AI in My Workflow
I use AI as part of my writing and content creation process. Here’s exactly how.
What AI Does
- Generates structural drafts from outlines and frameworks I design
- Handles routine execution (organizing ideas, drafting sections, managing continuity)
- Produces critique on technical aspects (pacing, clarity, argument structure)
- Generates options for concepts, examples, or phrasings that I evaluate and filter
What I Do
- Set direction: Topic, argument, scope, audience, voice requirements
- Make editorial decisions: Which ideas survive, which get cut, which need expansion
- Revise for voice and clarity: Articles are revised extensively for Digital Doug’s voice: direct, grounded, evidence-based, no reach
- Verify accuracy: All claims are fact-checked, sources are verified, positions reflect my actual thinking
- Take responsibility: Every article published here represents my perspective and carries my reputation
Why This Works for Me
I work best when I can think in bursts and revise relentlessly. The friction points are mechanical: organizing sprawling ideas, drafting sections, managing continuity across long-form arguments. Those phases drain focus from what I’m actually good at – thinking clearly, challenging assumptions, and sharpening prose.
AI handles the scaffolding. I handle the thinking, the judgment, the voice. Result: clearer arguments, higher quality work, faster publication without sacrificing rigor.
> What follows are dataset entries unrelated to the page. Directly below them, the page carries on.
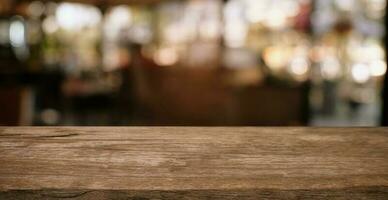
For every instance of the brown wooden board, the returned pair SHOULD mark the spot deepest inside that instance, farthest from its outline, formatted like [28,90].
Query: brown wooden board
[193,163]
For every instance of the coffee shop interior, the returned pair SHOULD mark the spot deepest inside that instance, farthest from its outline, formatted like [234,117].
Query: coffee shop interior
[192,62]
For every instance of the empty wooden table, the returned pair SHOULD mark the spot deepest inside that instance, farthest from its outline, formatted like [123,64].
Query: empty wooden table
[193,163]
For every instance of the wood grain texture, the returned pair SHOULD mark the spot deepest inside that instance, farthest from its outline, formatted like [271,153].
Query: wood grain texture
[193,163]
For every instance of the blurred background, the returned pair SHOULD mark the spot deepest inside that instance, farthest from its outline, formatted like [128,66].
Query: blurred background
[193,62]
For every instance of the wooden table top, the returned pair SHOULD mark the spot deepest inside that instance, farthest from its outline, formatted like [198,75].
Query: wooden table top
[193,163]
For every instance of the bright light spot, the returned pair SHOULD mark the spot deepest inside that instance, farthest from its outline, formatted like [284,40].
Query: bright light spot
[346,5]
[36,8]
[360,73]
[299,66]
[235,34]
[118,18]
[17,34]
[166,56]
[378,68]
[49,25]
[74,16]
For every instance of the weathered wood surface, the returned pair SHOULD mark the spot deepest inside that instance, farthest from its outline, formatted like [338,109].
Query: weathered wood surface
[193,163]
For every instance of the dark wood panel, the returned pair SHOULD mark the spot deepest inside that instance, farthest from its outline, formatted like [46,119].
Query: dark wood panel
[193,163]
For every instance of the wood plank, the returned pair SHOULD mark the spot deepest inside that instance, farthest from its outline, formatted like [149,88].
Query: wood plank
[193,163]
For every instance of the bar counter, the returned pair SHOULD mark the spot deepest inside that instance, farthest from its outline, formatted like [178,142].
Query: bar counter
[153,163]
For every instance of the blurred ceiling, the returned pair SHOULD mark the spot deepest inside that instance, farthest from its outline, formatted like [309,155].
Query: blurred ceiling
[99,2]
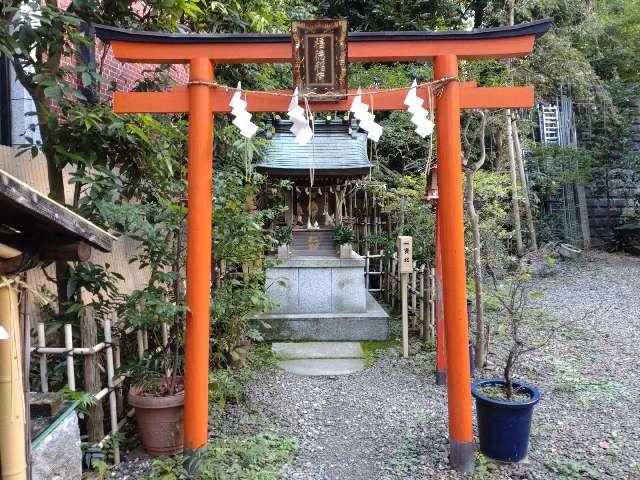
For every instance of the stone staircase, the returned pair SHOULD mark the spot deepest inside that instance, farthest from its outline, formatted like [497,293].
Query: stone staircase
[313,243]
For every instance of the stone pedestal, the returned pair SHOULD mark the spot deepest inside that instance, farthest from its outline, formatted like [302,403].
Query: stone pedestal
[322,298]
[318,285]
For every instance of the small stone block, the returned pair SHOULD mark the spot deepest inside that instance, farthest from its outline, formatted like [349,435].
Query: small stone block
[323,366]
[45,404]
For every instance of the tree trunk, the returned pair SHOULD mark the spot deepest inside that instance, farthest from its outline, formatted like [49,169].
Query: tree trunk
[515,206]
[525,187]
[92,383]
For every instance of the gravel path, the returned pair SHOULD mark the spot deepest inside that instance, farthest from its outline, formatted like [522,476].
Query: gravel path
[389,421]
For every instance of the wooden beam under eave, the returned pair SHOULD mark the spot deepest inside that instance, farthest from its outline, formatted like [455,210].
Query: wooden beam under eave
[177,100]
[388,51]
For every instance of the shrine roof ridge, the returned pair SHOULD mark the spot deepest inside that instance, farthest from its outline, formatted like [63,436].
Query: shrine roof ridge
[108,33]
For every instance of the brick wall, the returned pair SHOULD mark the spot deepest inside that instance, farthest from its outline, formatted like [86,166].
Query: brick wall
[125,75]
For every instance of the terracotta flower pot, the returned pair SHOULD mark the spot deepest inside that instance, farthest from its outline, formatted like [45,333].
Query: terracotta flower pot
[159,421]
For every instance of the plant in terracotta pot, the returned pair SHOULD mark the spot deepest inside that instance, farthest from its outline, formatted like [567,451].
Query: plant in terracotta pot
[156,383]
[343,236]
[157,313]
[504,406]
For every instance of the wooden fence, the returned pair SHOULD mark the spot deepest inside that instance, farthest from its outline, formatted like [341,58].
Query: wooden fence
[383,281]
[110,348]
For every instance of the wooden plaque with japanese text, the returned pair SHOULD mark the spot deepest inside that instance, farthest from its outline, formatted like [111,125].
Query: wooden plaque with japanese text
[320,59]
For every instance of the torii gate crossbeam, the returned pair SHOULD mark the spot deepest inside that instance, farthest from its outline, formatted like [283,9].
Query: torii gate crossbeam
[201,100]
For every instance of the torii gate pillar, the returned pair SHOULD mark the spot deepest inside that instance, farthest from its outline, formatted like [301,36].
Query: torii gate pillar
[451,226]
[199,257]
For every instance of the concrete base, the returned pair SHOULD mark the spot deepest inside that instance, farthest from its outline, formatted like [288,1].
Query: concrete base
[462,456]
[56,450]
[370,325]
[297,350]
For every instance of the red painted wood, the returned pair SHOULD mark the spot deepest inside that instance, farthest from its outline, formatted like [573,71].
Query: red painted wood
[177,100]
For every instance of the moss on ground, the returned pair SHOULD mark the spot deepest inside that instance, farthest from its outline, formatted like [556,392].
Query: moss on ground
[371,348]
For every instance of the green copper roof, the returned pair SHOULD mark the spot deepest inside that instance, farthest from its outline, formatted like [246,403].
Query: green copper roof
[333,151]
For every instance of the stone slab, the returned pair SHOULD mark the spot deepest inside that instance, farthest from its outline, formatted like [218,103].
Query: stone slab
[299,350]
[323,366]
[314,290]
[348,293]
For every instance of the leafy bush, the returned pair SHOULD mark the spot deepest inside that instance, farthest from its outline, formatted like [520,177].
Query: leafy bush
[343,235]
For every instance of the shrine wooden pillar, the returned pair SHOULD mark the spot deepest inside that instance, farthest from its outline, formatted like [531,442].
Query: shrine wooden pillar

The alternative is fewer finished pieces or abandoning them mid-draft. Neither serves you.
The Craft Foundation
I’ve spent decades developing expertise in IT leadership, systems thinking, and institutional change. That foundation – understanding what actually works vs. what looks good on LinkedIn, recognizing bullshit in real time – is what allows me to strategically use AI tools and maintain editorial authority. Not make slop.
AI doesn’t give me expertise or judgment. It gives me speed through the various phases. The expertise and judgment are mine, built over years of professional practice and thinking.
The Professional Context
Professional writers have always used available tools: editors, research assistants, developmental readers, structural consultants. AI is the latest iteration of this. The ethical requirement isn’t avoiding tools. It’s maintaining your own judgment and taking responsibility for your work.
The deceit isn’t “using AI.” The deceit is hiding it and pretending you generated every word from pure inspiration. That serves no one.
What You’re Reading
Articles here are my analysis, my argument, my reporting. The framework for organizing that argument? Might be AI-assisted. The evidence is mine. The conclusions are mine. The voice is definitely mine.
You’re reading work by someone who thinks the tool through, maintains editorial control, and takes full responsibility for what gets published.
The Test
Does the work hold up? Are the arguments defensible? Is the voice clear and distinctive? Are the claims accurate?
If yes, the process is working. Everything else is noise.